★★★★☆
Charles Perrault’s Bluebeard is an interesting folktale which is simultaneously sexist and proto-feminist. Emma Rice’s Blue Beard is a contemporary feminist take on the dark cautionary tale. A play with music – or, rather, “music-fuelled feminist revenge” – it is a characteristically eccentric and wonderfully whimsical Wise Children production which leaves you (like the curious, Eve-like protagonist) wanting more and more…
The production is wonderfully designed, as one would imagine for a production by Emma Rice, who was famously fired by Shakespeare’s Globe, in part, because she got a bit too ambitious with lighting… Rice is sort of like the protagonist of this story: too bold, daring and autonomous for a traditional society.
Vicki Mortimer’s stunning set makes use of curtains, à la a magic show (that’s important), constantly revealing pieces of set behind them. Her costumes are camp and a little outlandish, which, along with Malcolm Rippeth’s gorgeous lighting, captures the dreamlike atmosphere of the story (also important).
The cast double as musicians, not only breaking into song but also playing various instruments. Composer Stu Barker (credited as Sister Susie of the Dulcimer) stands at the back of the stage. The diversity of the voices is fantastic. The catchy songs are folksy but also a bit poppy; they feel both historic yet current, which is this play in a nutshell.
The play opens with the Convent of the Three Fs (“Fearful, Fucked and Furious”), led by the mysterious Mother Superior (Katy Owen), who dons a blue beard. In comes running a frantic young man (Adam Mirsky, credited as “Lost Brother”), who the unconventional nuns tackle. The boy pleas with the Sisters to let him stay the night.
Mother Superior asks the boy if he has noticed her blue beard. “I didn’t want to mention it,” he admits humorously. The nun then recounts the tale of Blue Beard – operating as a narrator, a sometimes-convention of fairy tale productions – which sees her and the boy rarely leaving the stage.
The story-within-a-story begins with the funeral of a family’s patriarch. His widow, Treasure (Patrycja Kujawska) and daughters, Lucky (Robyn Sinclair) and Trouble (Stephanie Hockley), are devastated – but they are strong, independent women so they get on with it.
Colourblind casting is increasingly becoming the norm in theatre but Rice uses it not only to increase representation but also to heighten the dream-like, whimsical nature of her plays. In Wise Children’s debut production, a play-with-music adaptation of Angela Carter’s Wise Children, the twin sisters were played by three sets of actors at different stages of their lives, including people of different genders and races. Because why not?

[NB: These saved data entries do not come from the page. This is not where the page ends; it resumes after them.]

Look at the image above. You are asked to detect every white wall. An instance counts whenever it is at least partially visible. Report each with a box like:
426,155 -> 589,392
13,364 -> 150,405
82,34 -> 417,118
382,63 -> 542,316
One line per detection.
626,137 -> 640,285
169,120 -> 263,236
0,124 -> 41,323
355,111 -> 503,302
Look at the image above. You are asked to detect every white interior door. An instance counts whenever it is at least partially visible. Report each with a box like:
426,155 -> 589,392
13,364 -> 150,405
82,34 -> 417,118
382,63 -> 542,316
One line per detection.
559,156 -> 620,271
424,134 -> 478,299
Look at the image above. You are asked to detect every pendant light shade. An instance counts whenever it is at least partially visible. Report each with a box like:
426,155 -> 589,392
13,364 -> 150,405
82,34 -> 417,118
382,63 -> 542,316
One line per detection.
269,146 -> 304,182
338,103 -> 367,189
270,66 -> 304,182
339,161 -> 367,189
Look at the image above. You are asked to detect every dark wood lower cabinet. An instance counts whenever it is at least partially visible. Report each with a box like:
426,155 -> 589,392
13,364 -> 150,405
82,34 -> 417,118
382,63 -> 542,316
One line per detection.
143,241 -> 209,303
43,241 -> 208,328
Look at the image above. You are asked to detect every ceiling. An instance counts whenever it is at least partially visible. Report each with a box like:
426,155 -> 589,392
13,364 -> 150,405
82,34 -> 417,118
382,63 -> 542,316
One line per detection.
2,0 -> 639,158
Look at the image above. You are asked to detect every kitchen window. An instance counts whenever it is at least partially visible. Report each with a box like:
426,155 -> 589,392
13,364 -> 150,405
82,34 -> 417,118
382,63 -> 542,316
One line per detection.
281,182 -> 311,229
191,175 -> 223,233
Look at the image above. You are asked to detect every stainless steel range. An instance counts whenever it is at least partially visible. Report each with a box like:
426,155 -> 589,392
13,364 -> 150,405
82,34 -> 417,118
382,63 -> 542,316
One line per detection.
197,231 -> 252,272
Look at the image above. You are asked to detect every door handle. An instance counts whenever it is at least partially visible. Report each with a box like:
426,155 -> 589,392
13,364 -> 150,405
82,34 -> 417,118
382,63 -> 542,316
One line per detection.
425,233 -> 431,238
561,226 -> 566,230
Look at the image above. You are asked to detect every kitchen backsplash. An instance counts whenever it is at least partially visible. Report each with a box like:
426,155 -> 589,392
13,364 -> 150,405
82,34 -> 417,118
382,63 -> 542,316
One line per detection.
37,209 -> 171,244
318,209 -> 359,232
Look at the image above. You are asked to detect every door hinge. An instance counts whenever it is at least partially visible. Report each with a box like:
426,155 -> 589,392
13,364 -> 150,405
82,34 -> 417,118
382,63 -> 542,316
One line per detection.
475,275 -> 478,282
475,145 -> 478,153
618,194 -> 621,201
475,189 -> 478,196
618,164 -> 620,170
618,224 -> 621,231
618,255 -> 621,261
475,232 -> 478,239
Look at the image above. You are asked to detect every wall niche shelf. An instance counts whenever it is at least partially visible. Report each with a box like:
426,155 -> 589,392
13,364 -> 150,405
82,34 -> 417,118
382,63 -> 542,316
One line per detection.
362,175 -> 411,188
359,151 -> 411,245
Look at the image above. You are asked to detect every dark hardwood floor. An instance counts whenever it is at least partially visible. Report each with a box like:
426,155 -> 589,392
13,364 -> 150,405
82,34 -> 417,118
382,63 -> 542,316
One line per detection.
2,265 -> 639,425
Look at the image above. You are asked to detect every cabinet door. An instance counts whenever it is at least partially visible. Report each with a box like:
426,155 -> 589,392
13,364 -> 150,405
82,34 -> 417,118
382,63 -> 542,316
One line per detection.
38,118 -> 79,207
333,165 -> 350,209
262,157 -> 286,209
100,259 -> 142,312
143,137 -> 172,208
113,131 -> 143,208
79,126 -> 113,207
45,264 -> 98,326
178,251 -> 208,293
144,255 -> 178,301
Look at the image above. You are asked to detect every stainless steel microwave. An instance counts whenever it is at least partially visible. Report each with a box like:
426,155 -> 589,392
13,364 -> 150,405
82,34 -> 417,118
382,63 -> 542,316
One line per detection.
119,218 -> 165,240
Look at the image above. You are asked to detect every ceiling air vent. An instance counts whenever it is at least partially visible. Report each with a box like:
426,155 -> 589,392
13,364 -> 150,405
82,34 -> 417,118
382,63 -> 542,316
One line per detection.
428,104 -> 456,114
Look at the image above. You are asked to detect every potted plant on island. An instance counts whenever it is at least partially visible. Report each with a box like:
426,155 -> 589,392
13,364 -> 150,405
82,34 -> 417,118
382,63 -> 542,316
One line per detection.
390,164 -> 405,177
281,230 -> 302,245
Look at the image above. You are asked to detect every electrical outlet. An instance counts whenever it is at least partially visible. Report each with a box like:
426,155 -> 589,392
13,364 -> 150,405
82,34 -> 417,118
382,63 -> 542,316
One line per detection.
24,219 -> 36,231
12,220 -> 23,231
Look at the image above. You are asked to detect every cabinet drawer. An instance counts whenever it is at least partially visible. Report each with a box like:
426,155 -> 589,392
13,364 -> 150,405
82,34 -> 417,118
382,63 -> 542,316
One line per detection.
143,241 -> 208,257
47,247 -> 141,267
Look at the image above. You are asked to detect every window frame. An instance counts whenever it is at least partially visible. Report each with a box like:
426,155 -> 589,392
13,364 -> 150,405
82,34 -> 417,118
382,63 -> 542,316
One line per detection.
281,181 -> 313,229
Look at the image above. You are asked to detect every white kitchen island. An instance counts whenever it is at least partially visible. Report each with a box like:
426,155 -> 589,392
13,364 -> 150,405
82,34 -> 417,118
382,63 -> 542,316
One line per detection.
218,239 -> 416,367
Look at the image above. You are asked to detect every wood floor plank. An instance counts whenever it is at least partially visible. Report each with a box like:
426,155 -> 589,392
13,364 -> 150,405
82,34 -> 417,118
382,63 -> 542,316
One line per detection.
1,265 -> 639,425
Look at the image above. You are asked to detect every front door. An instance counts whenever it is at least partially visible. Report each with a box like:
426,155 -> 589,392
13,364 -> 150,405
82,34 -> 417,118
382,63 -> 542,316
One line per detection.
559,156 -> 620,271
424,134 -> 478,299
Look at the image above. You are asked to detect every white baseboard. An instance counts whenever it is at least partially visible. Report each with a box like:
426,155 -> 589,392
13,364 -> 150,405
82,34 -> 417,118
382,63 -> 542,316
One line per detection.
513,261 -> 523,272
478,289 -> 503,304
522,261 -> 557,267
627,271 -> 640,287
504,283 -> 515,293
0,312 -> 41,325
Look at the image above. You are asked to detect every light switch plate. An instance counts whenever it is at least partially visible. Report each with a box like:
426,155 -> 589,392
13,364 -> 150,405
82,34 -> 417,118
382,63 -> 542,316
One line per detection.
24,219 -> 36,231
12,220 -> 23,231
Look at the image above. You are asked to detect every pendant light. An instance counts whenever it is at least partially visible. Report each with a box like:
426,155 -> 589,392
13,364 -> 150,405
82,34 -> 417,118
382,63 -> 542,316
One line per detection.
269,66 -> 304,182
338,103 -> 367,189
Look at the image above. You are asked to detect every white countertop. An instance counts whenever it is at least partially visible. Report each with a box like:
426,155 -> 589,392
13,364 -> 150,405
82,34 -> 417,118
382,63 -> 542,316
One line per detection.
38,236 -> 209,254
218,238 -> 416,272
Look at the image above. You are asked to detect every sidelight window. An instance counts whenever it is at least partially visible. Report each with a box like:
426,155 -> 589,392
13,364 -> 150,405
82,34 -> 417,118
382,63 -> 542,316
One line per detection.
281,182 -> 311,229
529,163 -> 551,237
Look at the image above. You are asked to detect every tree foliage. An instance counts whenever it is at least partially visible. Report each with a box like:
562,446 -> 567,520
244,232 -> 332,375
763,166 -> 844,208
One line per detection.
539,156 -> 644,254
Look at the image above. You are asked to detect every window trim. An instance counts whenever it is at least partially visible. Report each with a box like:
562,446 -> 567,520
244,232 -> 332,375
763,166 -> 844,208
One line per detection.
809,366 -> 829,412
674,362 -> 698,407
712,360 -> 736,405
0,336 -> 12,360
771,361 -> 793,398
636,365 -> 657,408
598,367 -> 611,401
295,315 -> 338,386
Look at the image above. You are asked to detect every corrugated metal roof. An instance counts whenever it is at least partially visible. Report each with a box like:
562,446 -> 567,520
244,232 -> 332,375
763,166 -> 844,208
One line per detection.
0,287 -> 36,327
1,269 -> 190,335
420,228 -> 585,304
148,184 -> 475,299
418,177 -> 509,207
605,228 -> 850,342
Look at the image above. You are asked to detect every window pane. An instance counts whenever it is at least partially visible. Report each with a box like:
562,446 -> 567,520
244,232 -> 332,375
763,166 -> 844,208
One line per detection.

Lucky and Trouble attend a magic show, hosted by the eponymous Blue Beard – in this story, he is not an aristocrat but, rather, a magician. He strikes a knife in the head of his glamorous assistant without anybody realising before performing a magic trick (“sawing a woman in half”) with Lucky. The magic in this production is mind-bogglingly bewitching.
The story then plays out similarly to the original, with Blue Beard and the girl marrying, him leaving her to explore the house but warning her not to enter one room in particular, her rebelling and entering the room to find the bodies of his murdered ex-wives, and him attempting to murder her as a result, before she is saved.
In the original story, she is saved by men, but Angela Carter had her saved by her mother in her feminist retelling, The Bloody Chamber. Whilst Rice has the girl saved by her mother and sister, she also makes her an active heroine; she is actively involved in the fight for her life.
Alongside the main narrative, we are told the story of the aforementioned Lost Brother and his Lost Sister (Mirabelle Gremaud). It is completely unclear how the two narratives are linked, and there is also the mystery of Mother Superior and why she has a blue beard, but all is revealed in the final scene – and it is devastating.
“I will walk home alone,” exclaims a character. “I should be able walk home alone.”
The cast, including the two men, then join hands and walk together, as tears trickle down my face.
This is Bluebeard for today. It’s not straightforward, it’s not smooth, and it’s definitely not subtle. But it’s fearless, fucked, and fabulous.
Emma rice’s Blue Beard runs at HOME (Theatre 1) until February 24 and tours the UK until May 18.